Bakanlar Kurulu Tütün ve Alkol Piyasası Düzenleme Kurulu (TAPDK)nun lağvedilmesine karar verdi.
Bakanlar Kurulu Tütün ve Alkol Piyasası Düzenleme Kurulu ( TAPDK )nun lağvedilmesine karar verdi. Bu karar Kurulun çalışmaları göz önünde tutulduğunda, aslında bir süredir beklenen bir karardı. Bir başka deyişle Kurulun çalışmaları başarısızdı, dolayısıyla biraz da kendini imha etmiş sayılabilir.
Gelinen lağvedilme noktasında bir çok unsurun etkili olduğunu söyleyebiliriz. İlk olarak tütün ve alkollü içki piyasasının önemini söylemek mümkün. Yani bankacılık, sermaye piyasası gibi uluslar arası entegrasyona bağlı, bu nedenle yabancı sermayenin de gelebilmesi için, siyasetten ayrı bağımsız bir otoriteye, bu sektörde fazla ihtiyaç olmadığı ortaya çıktı. Özellikle sektördeki yabancı firmaların vergi yüklerinden bıktıkları için, bağımsız bir otorite kanalıyla vergilerde, diğer faaliyetlerinde bir istikrar sağlama umutları vardı ve Üst Kurulun kurulmasında bu baskılar önemli rol oynamıştı.
Ancak kuruluşu biraz geciktiği için, bağımsız kurumlardan kategorik olarak haz etmeyen bu Hükümet, kendi iktidarına kadar kurumsallaşamamış bu Üst Kurulu baştan çalıştırmama imkanına kavuştu.
Hükümet bu Kurula atadığı isimlerle de, zaten güçlü bir Kurum oluşturmama niyetini ortaya koydu. Atanan kişilerin vasıflarına da bağlı olarak “bağımsızlık” sözde kaldı. Kurulun hemen her kararında siyasetin dediği oldu, yani Kurulun işlevini, kurulma amacına tümüyle ters biçimde, yine siyasiler üstlendi.

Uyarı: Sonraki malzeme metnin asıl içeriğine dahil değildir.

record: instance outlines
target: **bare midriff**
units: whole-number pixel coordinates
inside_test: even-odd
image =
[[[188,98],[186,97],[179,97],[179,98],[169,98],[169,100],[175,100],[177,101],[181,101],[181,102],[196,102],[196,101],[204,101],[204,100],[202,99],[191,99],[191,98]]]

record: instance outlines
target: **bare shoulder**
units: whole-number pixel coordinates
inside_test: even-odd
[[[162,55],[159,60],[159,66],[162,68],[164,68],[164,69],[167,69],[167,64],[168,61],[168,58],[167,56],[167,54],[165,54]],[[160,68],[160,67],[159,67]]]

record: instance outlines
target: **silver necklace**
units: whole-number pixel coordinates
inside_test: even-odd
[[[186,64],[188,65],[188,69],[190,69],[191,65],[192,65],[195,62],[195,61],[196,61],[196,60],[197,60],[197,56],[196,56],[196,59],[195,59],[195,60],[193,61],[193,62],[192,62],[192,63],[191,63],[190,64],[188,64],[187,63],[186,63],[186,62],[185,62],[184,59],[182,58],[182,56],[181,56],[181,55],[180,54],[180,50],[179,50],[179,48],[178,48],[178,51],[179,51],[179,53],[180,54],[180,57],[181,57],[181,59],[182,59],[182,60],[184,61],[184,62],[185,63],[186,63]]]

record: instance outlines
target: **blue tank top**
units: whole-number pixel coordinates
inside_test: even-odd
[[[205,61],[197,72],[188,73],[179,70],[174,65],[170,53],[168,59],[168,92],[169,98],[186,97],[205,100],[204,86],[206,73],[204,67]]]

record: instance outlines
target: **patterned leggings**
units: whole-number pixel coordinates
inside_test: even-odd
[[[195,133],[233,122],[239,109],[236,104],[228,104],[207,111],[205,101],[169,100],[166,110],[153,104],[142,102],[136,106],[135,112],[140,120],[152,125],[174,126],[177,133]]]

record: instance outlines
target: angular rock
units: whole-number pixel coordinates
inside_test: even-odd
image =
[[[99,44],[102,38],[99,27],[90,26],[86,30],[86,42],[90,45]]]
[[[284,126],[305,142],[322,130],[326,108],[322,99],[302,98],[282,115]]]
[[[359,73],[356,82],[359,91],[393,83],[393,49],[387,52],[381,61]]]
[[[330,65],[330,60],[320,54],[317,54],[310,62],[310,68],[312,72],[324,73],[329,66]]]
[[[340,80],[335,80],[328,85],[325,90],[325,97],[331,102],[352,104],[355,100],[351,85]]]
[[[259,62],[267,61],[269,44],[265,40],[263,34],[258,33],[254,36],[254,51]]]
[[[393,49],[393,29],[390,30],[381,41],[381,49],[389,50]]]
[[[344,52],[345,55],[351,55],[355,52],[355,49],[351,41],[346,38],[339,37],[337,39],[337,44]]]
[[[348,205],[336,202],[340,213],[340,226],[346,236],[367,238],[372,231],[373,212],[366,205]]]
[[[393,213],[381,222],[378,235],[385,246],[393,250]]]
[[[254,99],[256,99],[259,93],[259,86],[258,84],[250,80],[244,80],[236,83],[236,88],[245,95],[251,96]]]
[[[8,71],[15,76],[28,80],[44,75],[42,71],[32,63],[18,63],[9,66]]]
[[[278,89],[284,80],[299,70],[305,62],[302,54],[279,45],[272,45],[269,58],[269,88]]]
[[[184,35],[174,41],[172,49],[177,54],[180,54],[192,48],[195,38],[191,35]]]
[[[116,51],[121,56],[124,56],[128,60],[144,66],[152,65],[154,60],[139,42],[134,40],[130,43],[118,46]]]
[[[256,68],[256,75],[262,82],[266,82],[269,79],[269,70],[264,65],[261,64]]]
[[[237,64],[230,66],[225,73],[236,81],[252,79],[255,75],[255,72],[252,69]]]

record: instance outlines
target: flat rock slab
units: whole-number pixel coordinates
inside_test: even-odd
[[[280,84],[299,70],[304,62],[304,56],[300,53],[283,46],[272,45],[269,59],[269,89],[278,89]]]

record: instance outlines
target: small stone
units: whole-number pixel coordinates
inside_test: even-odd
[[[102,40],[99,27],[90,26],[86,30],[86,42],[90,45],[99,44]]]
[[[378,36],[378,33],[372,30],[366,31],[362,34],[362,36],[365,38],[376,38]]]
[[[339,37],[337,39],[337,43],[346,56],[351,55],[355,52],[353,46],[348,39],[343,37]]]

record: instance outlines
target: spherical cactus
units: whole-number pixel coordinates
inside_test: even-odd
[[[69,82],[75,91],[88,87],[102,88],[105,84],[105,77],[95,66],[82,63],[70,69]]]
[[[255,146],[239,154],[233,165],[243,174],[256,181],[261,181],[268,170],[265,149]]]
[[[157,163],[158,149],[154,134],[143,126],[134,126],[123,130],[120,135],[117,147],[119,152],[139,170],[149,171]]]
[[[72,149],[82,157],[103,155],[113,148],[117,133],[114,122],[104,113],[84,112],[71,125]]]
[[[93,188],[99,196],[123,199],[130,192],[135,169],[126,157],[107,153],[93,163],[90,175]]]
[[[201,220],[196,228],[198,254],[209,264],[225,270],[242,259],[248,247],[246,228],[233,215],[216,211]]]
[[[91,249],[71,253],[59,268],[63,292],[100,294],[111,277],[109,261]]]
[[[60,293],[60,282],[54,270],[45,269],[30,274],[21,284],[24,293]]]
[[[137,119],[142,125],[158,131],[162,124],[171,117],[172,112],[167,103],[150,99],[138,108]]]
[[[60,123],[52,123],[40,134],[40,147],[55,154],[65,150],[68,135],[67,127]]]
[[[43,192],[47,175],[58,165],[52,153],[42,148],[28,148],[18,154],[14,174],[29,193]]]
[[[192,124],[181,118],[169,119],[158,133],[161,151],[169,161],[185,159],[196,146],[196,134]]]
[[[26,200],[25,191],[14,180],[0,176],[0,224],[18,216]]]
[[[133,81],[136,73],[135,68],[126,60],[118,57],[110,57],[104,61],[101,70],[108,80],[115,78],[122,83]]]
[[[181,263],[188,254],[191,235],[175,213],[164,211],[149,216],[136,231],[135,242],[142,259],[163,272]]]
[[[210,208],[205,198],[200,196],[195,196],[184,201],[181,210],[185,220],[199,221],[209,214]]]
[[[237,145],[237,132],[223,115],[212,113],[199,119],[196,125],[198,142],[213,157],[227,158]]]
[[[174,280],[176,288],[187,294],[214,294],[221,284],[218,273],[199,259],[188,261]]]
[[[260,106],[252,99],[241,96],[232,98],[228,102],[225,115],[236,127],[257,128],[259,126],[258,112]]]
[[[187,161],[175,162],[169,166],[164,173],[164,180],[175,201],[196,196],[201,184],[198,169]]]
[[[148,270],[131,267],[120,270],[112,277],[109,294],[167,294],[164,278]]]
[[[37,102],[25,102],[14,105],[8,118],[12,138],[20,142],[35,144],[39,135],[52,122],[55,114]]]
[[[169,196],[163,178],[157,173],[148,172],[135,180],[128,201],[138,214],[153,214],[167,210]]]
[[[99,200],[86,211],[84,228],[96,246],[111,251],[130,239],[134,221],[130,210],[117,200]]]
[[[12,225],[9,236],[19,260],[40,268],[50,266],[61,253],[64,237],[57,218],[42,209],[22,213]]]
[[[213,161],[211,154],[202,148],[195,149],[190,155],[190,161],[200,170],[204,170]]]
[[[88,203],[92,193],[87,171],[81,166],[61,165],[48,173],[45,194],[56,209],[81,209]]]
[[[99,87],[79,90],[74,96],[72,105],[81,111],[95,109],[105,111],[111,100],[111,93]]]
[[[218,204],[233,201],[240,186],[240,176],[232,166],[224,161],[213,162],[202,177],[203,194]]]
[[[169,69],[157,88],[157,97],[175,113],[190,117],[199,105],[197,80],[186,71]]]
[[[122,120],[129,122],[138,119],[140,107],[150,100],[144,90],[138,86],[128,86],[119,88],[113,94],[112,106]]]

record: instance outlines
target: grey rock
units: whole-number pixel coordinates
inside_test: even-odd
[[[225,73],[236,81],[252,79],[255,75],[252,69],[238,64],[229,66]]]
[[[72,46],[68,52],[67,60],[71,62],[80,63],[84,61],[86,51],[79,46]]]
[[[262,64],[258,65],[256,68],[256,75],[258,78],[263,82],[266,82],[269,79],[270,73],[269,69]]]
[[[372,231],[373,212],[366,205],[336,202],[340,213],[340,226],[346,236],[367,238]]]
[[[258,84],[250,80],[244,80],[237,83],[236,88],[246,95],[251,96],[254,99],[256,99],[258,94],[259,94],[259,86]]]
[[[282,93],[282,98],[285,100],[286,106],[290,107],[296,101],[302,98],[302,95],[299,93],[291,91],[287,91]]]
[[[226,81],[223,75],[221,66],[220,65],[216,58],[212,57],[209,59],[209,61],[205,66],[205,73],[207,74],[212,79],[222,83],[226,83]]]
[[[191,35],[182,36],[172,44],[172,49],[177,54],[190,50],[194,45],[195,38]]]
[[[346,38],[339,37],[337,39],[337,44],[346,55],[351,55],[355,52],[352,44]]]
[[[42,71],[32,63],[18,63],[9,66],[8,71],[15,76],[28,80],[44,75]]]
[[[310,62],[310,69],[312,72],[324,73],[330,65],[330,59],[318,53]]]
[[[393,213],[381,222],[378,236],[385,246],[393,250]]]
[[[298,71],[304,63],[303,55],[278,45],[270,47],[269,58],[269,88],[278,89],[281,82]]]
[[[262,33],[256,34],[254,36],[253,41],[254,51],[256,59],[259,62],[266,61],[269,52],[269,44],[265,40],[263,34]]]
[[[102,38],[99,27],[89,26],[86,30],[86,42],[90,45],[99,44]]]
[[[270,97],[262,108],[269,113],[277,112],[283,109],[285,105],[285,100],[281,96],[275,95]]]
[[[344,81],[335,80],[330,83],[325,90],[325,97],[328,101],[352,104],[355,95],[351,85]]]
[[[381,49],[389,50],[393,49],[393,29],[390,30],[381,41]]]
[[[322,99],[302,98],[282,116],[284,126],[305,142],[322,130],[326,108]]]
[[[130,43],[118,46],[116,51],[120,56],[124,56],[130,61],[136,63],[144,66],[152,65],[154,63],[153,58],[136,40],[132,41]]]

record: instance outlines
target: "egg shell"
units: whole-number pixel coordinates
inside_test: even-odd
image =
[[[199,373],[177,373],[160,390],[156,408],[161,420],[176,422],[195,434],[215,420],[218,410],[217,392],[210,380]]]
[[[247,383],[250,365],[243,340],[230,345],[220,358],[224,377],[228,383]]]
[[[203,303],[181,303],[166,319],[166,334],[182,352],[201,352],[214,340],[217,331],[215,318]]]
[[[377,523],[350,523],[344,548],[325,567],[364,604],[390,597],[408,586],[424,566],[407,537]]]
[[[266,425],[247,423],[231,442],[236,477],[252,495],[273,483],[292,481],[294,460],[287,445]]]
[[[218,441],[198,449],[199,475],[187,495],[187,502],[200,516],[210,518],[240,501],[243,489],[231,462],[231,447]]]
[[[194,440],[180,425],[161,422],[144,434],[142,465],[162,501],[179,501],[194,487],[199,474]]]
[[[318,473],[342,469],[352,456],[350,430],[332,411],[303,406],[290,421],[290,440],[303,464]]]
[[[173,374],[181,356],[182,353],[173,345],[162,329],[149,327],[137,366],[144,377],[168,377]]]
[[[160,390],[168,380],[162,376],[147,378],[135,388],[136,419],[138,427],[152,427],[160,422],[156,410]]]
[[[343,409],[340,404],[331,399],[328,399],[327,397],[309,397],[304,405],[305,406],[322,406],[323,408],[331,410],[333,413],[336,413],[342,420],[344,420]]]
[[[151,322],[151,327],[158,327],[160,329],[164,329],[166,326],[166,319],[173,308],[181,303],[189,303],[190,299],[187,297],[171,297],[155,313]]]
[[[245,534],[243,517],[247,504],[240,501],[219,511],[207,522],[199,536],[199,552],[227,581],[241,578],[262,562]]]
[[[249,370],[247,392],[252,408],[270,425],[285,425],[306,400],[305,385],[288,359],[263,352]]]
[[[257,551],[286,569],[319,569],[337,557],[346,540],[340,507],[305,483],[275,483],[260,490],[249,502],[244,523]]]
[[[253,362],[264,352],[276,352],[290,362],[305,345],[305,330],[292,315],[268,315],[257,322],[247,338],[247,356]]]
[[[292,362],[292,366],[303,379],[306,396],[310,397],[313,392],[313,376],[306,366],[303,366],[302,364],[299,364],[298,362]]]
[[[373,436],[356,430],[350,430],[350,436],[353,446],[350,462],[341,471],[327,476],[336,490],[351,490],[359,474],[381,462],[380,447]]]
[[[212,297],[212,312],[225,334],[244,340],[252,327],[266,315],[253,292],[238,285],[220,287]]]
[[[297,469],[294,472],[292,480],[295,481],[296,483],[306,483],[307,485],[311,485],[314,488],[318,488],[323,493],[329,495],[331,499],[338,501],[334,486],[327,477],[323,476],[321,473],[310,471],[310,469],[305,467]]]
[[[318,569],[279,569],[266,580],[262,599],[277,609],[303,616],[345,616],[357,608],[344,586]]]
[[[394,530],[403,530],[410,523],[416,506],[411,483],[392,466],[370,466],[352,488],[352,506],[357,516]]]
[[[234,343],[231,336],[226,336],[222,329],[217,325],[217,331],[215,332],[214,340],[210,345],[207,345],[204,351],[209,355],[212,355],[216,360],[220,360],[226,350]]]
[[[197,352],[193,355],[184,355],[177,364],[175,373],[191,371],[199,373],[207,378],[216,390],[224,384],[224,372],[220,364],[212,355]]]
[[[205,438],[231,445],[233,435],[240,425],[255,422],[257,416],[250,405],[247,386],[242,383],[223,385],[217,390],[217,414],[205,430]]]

Sektördeki özel sermaye de Kurula çok arka çıkmadı, Hükümetin sürekli karışmasına ses çıkarmadı. Başka bir açıdan; atanan kişiler nedeniyle zaten bağımsız bir kurum olamayacağını gördü, politik müdahaleleri kabul etti.
Bağımsız kurumların kurumsallaşması, benimsenmesi ve dolayısıyla siyasiler tarafından kolayca harcanmaması için, kendine duyulan ihtiyacı anlatacağı, aldığı kararların uzun vadeli toplum çıkarına olduğunu göstereceği sağlıklı bir iletişim politikasına ihtiyaçları vardır. Kurul, biraz da görevdeki kişilerin yetersizliği nedeniyle, böyle bir çabanın içinde de olmadı.
Dolayısıyla halk nezdinde “gereksiz” algısı yaratılan bir Kurum oldu, arkasında özel sektör desteği de kalmayınca, Hükümet tarafından kolayca lağvedildi.